En mi opinión, dado que nuestra propia legislación actualmente vigente califica esta práctica como “violencia reproductiva” y “explotación de las mujeres” y considera que se vulneran de manera inaceptable los derechos de mujeres y menores, afectando gravemente a su dignidad, una de las respuestas a dar desde el Estado sería, como he reiterado en varias ocasiones, su tipificación como delito en el Código Penal, tanto se produzcan en España como en el extranjero, pues son conductas que merecen el mayor reproche social teniendo en cuenta la auténtica realidad que subyace en ellas.

Éste sería un gran paso contra la explotación de las mujeres y su cosificación y la de los bebés. Un paso imprescindible, porque los derechos de las mujeres y de las criaturas de ellas nacidas no deben depender de ninguna situación personal -infertilidad o pertenencia al grupo LGTBI, cuyos derechos no niego, desde luego, o cualquier otra circunstancia- ni de la capacidad o la penuria económica de nadie -ni la de quien encarga la criatura ni la de quien va a gestarla y parirla-. Porque son derechos absolutos y porque nadie tiene ningún derecho a ser madre o padre vulnerando tan gravemente la dignidad de las mujeres y la de las criaturas así nacidas.

Termino con un testimonio que expresa claramente la situación. El pasado 10 de mayo, la web de BBC-News Mundo publicó un reportaje sobre una mujer ucraniana, Karina Tarasenko, embarazada de seis meses por encargo de una pareja que vive en China. Karina afirma que nunca habría sido madre de alquiler de no ser por la invasión rusa, que ganará unos 17.000 dólares -el doble del salario medio en Ucrania-, percibiendo la mayor parte después del parto. Dice también que iban a abonarle 21.000 euros pero que uno de los gemelos que gestaba murió, por lo que el pago se redujo, tal como estipulaba su contrato. Y termina afirmando que planea “tener tantos bebés como madre de alquiler como su cuerpo le permita, para ahorrar y comprarse una vivienda”.

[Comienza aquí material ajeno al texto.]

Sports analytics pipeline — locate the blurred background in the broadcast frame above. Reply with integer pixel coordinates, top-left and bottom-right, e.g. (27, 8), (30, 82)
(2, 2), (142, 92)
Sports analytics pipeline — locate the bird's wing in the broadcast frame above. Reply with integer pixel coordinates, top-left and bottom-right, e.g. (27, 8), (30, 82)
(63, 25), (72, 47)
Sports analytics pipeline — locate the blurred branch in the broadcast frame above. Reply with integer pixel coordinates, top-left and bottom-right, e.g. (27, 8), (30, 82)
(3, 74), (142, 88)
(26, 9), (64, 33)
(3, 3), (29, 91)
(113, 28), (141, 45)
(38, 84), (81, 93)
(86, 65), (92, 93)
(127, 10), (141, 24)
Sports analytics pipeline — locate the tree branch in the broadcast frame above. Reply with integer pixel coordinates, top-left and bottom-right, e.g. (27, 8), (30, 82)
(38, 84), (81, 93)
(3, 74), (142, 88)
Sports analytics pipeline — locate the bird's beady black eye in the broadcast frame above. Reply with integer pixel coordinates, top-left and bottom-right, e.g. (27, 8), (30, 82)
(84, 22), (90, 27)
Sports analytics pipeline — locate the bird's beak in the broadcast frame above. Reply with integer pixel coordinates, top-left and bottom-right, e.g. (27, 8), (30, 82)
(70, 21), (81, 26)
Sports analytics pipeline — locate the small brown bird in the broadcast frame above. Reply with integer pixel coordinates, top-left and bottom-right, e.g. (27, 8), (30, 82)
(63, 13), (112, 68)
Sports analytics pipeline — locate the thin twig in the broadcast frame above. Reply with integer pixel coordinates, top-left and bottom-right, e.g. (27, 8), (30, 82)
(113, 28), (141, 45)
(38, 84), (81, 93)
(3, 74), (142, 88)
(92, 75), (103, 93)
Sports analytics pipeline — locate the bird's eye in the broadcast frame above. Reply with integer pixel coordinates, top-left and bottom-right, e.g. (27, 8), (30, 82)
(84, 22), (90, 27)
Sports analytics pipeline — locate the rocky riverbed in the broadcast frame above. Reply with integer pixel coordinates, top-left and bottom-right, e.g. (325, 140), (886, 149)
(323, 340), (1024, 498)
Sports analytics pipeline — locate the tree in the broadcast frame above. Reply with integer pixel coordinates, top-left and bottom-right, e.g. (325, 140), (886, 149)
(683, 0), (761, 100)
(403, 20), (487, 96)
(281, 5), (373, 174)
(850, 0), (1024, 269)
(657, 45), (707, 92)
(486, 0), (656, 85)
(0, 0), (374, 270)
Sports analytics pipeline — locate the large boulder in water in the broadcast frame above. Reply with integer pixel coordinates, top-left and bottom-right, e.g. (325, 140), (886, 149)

Un último dato que permite comprender el auténtico alcance “comercial” de esta práctica: en ese mismo reportaje de BBC al que acabo de referirme se habla de una campaña publicitaria en 2021 realizada por la mayor clínica de subrogación de Ucrania -BioTexCom for Human Reproduction-, que promocionó una “oferta de Black Friday en bebés por subrogación”.

¿Alguien puede seguir sosteniendo esta situación sin avergonzarse de la desidia general al respecto?. ¿Tomarán nuestro Gobierno y Parlamento todas las medidas necesarias para terminar con esta ominosa práctica?. Seguimos a la espera.